Which leads to the immediate question when you meet Colin Smith, a 21-year-old who is Zimbabwean by birth but is now a British citizen, as he prepares to represent his adopted country in the "single" in the forthcoming world championships in Gifu, Japan: what makes a character, blessed with a physique which suggested he was more suited to the role of cox as a schoolboy, believe he can ultimately secure an Olympic gold for Britain in such a tough event?
Yet his achievements thus far confirm he possesses both technique and potential. That, allied to a desire to capitalise on the invitation that fate has offered him, suggest such an aspiration is not beyond him.
"It's true that I am the smallest guy in the heavyweight team, and much smaller than the people I am competing against," he concedes after training at Dorney Lake in Eton before departing for the championships, the start of which has been postponed from today to Tuesday because of the impending arrival of Typhoon Mawar.
"It's unusual. There's an ARA [Amateur Rowing Association] initiative which aims to identify and develop young kids up to a level where they could possibly compete in 2012. They begin that selection by looking at your physical attributes. I would not actually fulfil their criteria; I am weighing in at about 80 kilos; hopefully, come the [Beijing] Olympics, I will be 85kg."
He adds: "The single really appeals to me. It is great to be in total control of what is going on. My ambition is to win the Olympics. My sculling so far has been defined by very steady progression. There is no reason why that's going to stop any time soon. I hope to get in the top 10 at these world championships.
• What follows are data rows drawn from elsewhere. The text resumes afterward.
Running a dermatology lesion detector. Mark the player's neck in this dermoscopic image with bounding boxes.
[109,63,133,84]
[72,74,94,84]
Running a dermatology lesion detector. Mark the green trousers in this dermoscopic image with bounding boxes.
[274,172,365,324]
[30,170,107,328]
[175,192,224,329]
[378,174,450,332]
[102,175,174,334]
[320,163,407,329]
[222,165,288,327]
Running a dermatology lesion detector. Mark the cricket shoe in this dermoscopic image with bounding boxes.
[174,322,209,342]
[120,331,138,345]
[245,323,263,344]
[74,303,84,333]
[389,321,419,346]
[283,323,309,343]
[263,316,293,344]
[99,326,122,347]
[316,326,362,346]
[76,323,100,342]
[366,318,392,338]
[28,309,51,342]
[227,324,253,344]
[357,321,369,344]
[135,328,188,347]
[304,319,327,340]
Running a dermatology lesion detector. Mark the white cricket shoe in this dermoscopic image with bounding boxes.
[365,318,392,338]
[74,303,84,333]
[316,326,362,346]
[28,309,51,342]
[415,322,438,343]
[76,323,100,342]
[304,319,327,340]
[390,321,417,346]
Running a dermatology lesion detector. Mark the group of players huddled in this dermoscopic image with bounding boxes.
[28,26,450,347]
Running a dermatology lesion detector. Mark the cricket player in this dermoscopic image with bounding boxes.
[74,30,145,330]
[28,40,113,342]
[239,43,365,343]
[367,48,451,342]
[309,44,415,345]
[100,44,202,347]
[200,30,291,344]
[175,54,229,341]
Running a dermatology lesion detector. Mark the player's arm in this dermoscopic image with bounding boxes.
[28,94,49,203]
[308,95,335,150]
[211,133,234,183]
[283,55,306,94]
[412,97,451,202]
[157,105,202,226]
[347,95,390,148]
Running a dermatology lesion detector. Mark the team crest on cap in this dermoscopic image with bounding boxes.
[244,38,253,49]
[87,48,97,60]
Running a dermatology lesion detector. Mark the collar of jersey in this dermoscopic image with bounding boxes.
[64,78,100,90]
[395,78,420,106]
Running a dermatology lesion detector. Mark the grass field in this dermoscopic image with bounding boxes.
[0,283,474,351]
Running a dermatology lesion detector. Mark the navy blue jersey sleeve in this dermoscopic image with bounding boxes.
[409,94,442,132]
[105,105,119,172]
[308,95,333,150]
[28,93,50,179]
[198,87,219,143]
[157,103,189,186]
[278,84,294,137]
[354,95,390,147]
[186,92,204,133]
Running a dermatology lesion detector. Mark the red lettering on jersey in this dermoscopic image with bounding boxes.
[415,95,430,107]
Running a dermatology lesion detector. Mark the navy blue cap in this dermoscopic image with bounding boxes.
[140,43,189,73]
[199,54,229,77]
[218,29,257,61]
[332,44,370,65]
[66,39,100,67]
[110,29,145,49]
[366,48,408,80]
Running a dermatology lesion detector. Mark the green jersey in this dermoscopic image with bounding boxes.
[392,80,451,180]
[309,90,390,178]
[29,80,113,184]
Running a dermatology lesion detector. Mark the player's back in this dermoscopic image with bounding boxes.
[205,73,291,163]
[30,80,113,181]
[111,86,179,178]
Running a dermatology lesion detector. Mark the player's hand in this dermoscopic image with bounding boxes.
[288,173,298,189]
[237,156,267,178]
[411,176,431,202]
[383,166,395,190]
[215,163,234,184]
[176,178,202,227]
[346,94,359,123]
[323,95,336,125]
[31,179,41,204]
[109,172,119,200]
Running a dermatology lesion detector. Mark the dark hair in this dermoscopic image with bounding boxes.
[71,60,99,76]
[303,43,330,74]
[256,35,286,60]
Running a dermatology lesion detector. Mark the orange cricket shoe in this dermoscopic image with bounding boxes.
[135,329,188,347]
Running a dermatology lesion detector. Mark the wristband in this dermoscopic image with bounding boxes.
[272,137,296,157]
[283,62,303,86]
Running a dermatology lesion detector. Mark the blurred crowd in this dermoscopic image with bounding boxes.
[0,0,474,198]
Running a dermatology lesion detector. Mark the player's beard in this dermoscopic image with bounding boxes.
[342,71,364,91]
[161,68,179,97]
At my age, that would be a really good result in the build-up to Beijing. In 2012 I'll be 28, and hopefully by that time I'll be at my peak."
Smith's presence here at all reveals much about his appetite. When his parents escaped the political turbulence of Zimbabwe, departing Harare for a new life in New Zealand, the then 16-year-old headed instead for the Home Counties and Henley-on-Thames, in the land of rowing opportunity.
"A British guy, Ray Ward, had come out to my school, the Prince Edward, to teach economics and coach rowing, and he believed I had potential," explains Smith, whose father was managing an import-export business in Harare. "But in 2000, my parents decided there was no alternative but to leave because of the fuel queues and the massive inflation, which made life very difficult."
Six years on, he is studying geography at Oxford University, for whom he stroked the Dark Blue boat in the 2004 Boat Race. Last year, he also won a silver medal in the Under-23 version of the world championships. What he lacks in physical stature, he compensates for in attitude. So much so that though he appreciates the support structure, on and off the water, of Britain's rowing set-up, he questions whether such an environment can, in some cases, take the edge off athletes' preparations. "I am just a little guy in a big man's sport, but I aim to shake things up a bit," he replies. "There's a little bit of complacency, a lack of hunger, and I don't understand that. My attitude is: 'If I can do it, why can't they?' "
If Smith requires a template, he only has to survey the career of Steve Williams, a gold medal-bearing member of the triumphant Athens four, who has benefited from eight years' continuous full-time training. "I have needed that," concedes Williams, the senior component of the latest incarnation of a discipline so famously successful for Britain in 2004 and Sydney 2000. "My main reason for wanting to go again is that I still didn't think I was the best I could be in Athens," says the Warwick-born son of a clergyman. "I felt I could be fitter and stronger, and that has been the case since then."
The new four - Williams, Andy Hodge, Peter Read and Alex Partridge (who would have rowed in Athens but for illness) - have won all three World Cup regattas this season, and are aiming for a first world championships gold together in next Saturday's final.
"Last year, everybody said we should enjoy the experience, but it was actually very intense, because we had six weeks to win an Olympic gold medal [following the injury to Partridge, who was replaced by Ed Coode] and we'd had a rubbish season.
"This year, with this new crew, there is a bit more chance to sit back and really enjoy it. We have started well, and I feel we can maintain this for another three- and-a-half years. We haven't shown all our cards yet."